The final target for Sir Bob's acid has the potential to be rather controversial and this maybe the reason why I'm unable to immediately find today's column online? The touchy subject of crime against tourists is raised and characteristically, Sir Bob wades-in boots-n-all....
"Sooner or later a foreign journalist will research our tourist crimes history and write a sensationalist account, pointing out that on a pro-rata basis , New Zealand is statistically the most dangerous popular tourist destination in the world - which beyond question it is".So what can be done?

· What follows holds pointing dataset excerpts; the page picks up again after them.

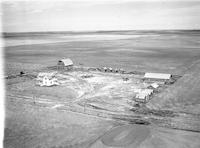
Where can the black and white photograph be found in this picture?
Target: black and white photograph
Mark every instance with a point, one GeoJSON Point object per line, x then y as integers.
{"type": "Point", "coordinates": [100, 73]}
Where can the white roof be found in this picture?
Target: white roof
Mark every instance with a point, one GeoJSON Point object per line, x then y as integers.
{"type": "Point", "coordinates": [157, 75]}
{"type": "Point", "coordinates": [154, 85]}
{"type": "Point", "coordinates": [67, 62]}
{"type": "Point", "coordinates": [48, 74]}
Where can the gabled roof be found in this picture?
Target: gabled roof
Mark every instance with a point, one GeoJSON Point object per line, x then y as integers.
{"type": "Point", "coordinates": [157, 76]}
{"type": "Point", "coordinates": [67, 62]}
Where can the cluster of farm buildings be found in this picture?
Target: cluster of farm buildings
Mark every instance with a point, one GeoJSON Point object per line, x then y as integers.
{"type": "Point", "coordinates": [142, 95]}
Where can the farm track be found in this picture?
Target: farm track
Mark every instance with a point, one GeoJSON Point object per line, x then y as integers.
{"type": "Point", "coordinates": [180, 121]}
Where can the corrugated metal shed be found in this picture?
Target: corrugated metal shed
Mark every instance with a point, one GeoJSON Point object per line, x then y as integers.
{"type": "Point", "coordinates": [157, 76]}
{"type": "Point", "coordinates": [65, 62]}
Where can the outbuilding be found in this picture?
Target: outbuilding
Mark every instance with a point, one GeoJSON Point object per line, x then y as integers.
{"type": "Point", "coordinates": [65, 63]}
{"type": "Point", "coordinates": [160, 76]}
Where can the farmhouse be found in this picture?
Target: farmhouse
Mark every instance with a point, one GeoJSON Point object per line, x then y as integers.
{"type": "Point", "coordinates": [143, 95]}
{"type": "Point", "coordinates": [65, 63]}
{"type": "Point", "coordinates": [158, 76]}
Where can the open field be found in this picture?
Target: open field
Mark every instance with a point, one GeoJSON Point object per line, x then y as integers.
{"type": "Point", "coordinates": [94, 112]}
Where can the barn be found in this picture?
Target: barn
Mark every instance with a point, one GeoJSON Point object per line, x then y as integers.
{"type": "Point", "coordinates": [65, 63]}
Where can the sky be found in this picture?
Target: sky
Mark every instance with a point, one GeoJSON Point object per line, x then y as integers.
{"type": "Point", "coordinates": [92, 15]}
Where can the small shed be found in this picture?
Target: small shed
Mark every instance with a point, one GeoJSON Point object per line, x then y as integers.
{"type": "Point", "coordinates": [65, 63]}
{"type": "Point", "coordinates": [161, 76]}
{"type": "Point", "coordinates": [154, 85]}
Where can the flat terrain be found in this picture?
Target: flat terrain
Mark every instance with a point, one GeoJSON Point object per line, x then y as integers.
{"type": "Point", "coordinates": [47, 117]}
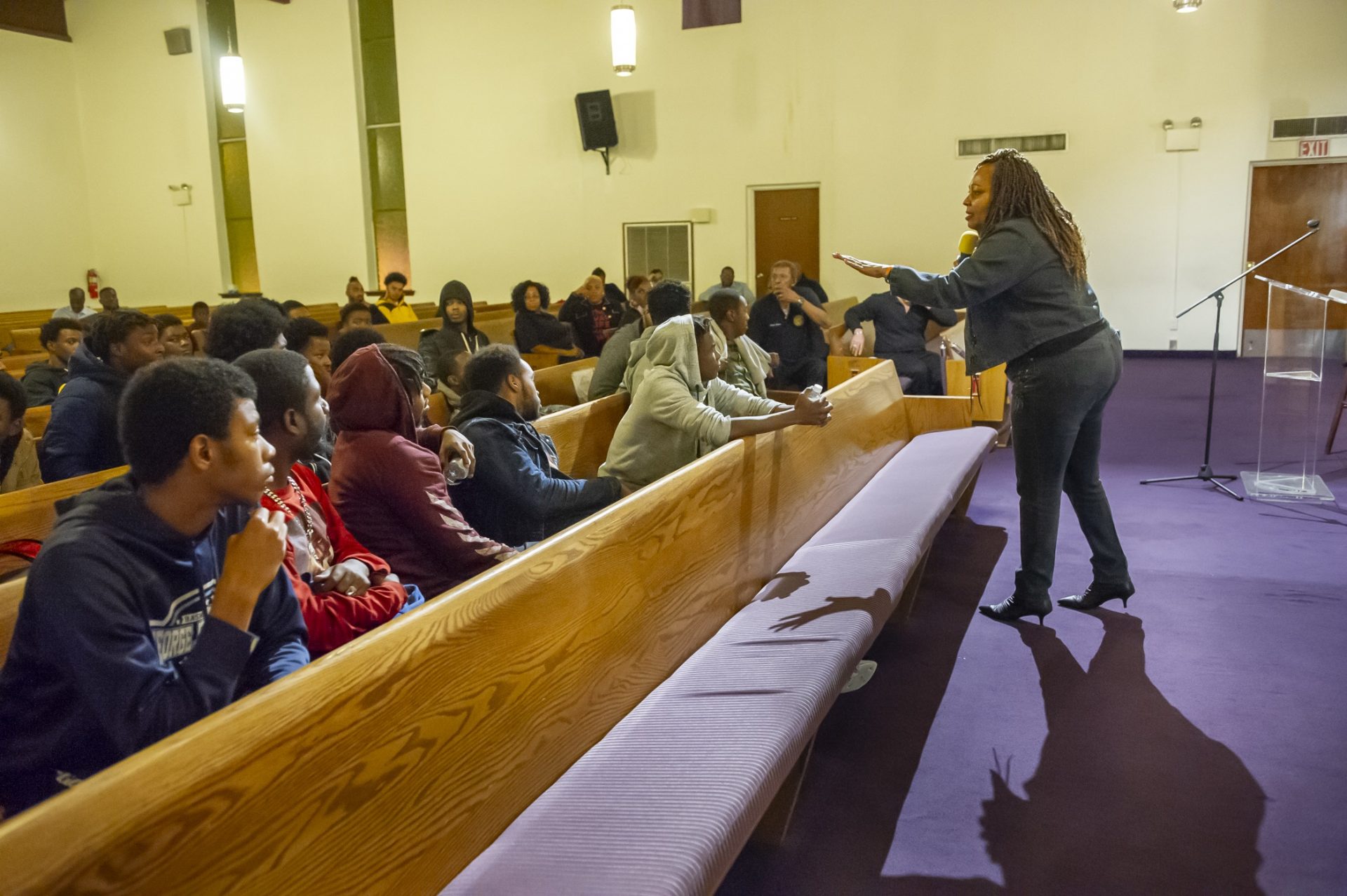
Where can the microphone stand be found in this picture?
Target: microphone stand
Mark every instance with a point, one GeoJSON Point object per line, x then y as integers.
{"type": "Point", "coordinates": [1205, 472]}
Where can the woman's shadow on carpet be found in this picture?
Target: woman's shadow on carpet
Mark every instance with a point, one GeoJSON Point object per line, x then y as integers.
{"type": "Point", "coordinates": [1129, 795]}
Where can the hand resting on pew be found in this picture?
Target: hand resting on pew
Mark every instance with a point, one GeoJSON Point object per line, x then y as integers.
{"type": "Point", "coordinates": [457, 448]}
{"type": "Point", "coordinates": [807, 411]}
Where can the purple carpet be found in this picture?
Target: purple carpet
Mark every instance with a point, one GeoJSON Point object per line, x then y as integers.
{"type": "Point", "coordinates": [1195, 743]}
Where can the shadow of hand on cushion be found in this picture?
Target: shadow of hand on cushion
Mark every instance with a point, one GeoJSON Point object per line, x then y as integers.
{"type": "Point", "coordinates": [878, 606]}
{"type": "Point", "coordinates": [784, 585]}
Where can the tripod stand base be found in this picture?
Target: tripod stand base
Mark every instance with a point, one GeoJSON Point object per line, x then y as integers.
{"type": "Point", "coordinates": [1203, 474]}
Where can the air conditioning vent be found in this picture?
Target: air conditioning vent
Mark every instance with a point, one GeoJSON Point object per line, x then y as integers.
{"type": "Point", "coordinates": [1026, 143]}
{"type": "Point", "coordinates": [1329, 126]}
{"type": "Point", "coordinates": [659, 244]}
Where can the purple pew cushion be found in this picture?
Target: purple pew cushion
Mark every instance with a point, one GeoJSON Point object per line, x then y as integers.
{"type": "Point", "coordinates": [666, 801]}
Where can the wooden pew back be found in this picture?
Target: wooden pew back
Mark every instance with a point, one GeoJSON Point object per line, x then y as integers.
{"type": "Point", "coordinates": [392, 761]}
{"type": "Point", "coordinates": [35, 420]}
{"type": "Point", "coordinates": [30, 514]}
{"type": "Point", "coordinates": [556, 385]}
{"type": "Point", "coordinates": [584, 433]}
{"type": "Point", "coordinates": [407, 333]}
{"type": "Point", "coordinates": [499, 329]}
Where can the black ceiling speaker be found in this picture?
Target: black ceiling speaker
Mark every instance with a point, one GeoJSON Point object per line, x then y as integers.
{"type": "Point", "coordinates": [598, 128]}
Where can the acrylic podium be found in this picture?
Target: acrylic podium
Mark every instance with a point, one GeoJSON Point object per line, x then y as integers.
{"type": "Point", "coordinates": [1292, 386]}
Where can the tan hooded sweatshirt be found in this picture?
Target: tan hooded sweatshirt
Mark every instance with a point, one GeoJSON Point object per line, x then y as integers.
{"type": "Point", "coordinates": [674, 418]}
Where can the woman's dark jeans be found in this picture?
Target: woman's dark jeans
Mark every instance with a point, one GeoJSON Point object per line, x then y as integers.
{"type": "Point", "coordinates": [1058, 417]}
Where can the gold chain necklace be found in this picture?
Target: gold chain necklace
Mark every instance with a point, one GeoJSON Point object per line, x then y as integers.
{"type": "Point", "coordinates": [303, 506]}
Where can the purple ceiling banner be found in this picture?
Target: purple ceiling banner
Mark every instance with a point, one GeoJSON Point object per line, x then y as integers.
{"type": "Point", "coordinates": [701, 14]}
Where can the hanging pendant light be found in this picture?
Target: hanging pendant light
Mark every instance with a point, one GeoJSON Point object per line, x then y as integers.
{"type": "Point", "coordinates": [623, 20]}
{"type": "Point", "coordinates": [232, 92]}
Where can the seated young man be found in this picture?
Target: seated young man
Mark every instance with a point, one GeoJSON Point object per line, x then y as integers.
{"type": "Point", "coordinates": [900, 337]}
{"type": "Point", "coordinates": [682, 410]}
{"type": "Point", "coordinates": [449, 375]}
{"type": "Point", "coordinates": [516, 496]}
{"type": "Point", "coordinates": [173, 336]}
{"type": "Point", "coordinates": [18, 448]}
{"type": "Point", "coordinates": [309, 338]}
{"type": "Point", "coordinates": [43, 379]}
{"type": "Point", "coordinates": [344, 591]}
{"type": "Point", "coordinates": [789, 321]}
{"type": "Point", "coordinates": [244, 326]}
{"type": "Point", "coordinates": [746, 366]}
{"type": "Point", "coordinates": [388, 472]}
{"type": "Point", "coordinates": [591, 316]}
{"type": "Point", "coordinates": [354, 317]}
{"type": "Point", "coordinates": [83, 434]}
{"type": "Point", "coordinates": [351, 341]}
{"type": "Point", "coordinates": [666, 301]}
{"type": "Point", "coordinates": [394, 307]}
{"type": "Point", "coordinates": [158, 599]}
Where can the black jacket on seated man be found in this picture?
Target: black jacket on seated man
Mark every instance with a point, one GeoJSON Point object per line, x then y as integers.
{"type": "Point", "coordinates": [518, 496]}
{"type": "Point", "coordinates": [900, 337]}
{"type": "Point", "coordinates": [795, 337]}
{"type": "Point", "coordinates": [116, 648]}
{"type": "Point", "coordinates": [83, 434]}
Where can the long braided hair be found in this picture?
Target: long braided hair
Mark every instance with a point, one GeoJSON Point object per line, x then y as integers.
{"type": "Point", "coordinates": [1017, 192]}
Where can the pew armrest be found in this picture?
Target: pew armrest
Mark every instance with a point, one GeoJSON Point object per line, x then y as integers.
{"type": "Point", "coordinates": [935, 413]}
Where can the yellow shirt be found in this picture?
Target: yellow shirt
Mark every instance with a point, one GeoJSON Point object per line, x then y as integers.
{"type": "Point", "coordinates": [401, 313]}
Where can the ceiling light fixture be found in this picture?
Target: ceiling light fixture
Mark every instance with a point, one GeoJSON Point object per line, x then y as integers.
{"type": "Point", "coordinates": [232, 92]}
{"type": "Point", "coordinates": [623, 20]}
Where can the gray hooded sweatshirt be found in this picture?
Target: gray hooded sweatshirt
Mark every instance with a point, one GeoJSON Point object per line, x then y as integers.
{"type": "Point", "coordinates": [674, 418]}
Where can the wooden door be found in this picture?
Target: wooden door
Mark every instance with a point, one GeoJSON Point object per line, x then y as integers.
{"type": "Point", "coordinates": [1281, 200]}
{"type": "Point", "coordinates": [786, 225]}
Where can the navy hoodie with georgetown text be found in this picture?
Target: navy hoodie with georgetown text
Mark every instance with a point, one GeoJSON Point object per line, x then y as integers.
{"type": "Point", "coordinates": [115, 647]}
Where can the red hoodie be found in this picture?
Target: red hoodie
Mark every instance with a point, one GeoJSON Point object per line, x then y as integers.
{"type": "Point", "coordinates": [388, 486]}
{"type": "Point", "coordinates": [332, 619]}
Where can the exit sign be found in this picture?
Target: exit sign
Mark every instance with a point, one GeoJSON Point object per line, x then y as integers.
{"type": "Point", "coordinates": [1313, 149]}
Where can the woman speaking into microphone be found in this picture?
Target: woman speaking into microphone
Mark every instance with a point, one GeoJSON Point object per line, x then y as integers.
{"type": "Point", "coordinates": [1031, 307]}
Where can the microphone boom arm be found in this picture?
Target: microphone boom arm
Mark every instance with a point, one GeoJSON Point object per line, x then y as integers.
{"type": "Point", "coordinates": [1313, 231]}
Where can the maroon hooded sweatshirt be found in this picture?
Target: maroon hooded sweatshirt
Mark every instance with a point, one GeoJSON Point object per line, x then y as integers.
{"type": "Point", "coordinates": [387, 483]}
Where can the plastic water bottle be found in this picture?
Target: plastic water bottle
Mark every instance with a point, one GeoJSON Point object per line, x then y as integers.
{"type": "Point", "coordinates": [455, 472]}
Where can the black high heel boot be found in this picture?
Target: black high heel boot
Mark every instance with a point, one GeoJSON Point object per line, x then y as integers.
{"type": "Point", "coordinates": [1097, 597]}
{"type": "Point", "coordinates": [1014, 608]}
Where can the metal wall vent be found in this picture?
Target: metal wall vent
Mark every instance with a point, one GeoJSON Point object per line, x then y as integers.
{"type": "Point", "coordinates": [1026, 143]}
{"type": "Point", "coordinates": [1329, 126]}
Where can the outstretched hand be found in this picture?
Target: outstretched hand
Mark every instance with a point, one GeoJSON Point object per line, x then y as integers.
{"type": "Point", "coordinates": [868, 269]}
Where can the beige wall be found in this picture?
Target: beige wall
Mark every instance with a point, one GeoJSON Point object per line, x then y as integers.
{"type": "Point", "coordinates": [45, 241]}
{"type": "Point", "coordinates": [145, 126]}
{"type": "Point", "coordinates": [865, 98]}
{"type": "Point", "coordinates": [303, 147]}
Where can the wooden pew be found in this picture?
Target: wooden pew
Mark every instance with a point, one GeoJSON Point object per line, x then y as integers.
{"type": "Point", "coordinates": [328, 313]}
{"type": "Point", "coordinates": [17, 364]}
{"type": "Point", "coordinates": [30, 514]}
{"type": "Point", "coordinates": [837, 309]}
{"type": "Point", "coordinates": [843, 367]}
{"type": "Point", "coordinates": [581, 434]}
{"type": "Point", "coordinates": [27, 340]}
{"type": "Point", "coordinates": [35, 420]}
{"type": "Point", "coordinates": [989, 405]}
{"type": "Point", "coordinates": [584, 433]}
{"type": "Point", "coordinates": [392, 761]}
{"type": "Point", "coordinates": [499, 329]}
{"type": "Point", "coordinates": [556, 385]}
{"type": "Point", "coordinates": [407, 333]}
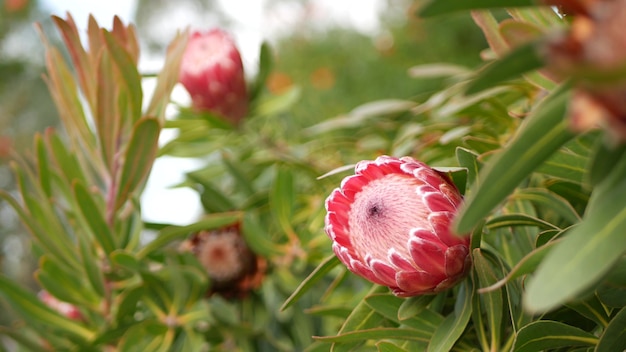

"Why not legislate that crimes against tourists automatically yield double the maximum sentences. That should produce a sharp improvement in what is nothing less than a scandalous national embarrassment".Helped by a few recent high-profile criminal cases involving tourists, Sir Bob's shocking pontification of New Zealand's alleged high crime-risk may seem to be feasible at first glance, however we suspect he is somewhat wide of the mark.
I suspect that Sir Bob's column today will spark further debate and others will be lining-up to counter the sensationalist allegation that New Zealand is "the most dangerous popular tourist destination in the world".
Wherever New Zealand stands in world rankings, the serious consequences of negative publicity involving crimes against tourists is something that should be considered. Sir Bob's pragmatic solution to lessen the risk should at least upset the left-wing, criminal-hugging, academic-theorists - we like that!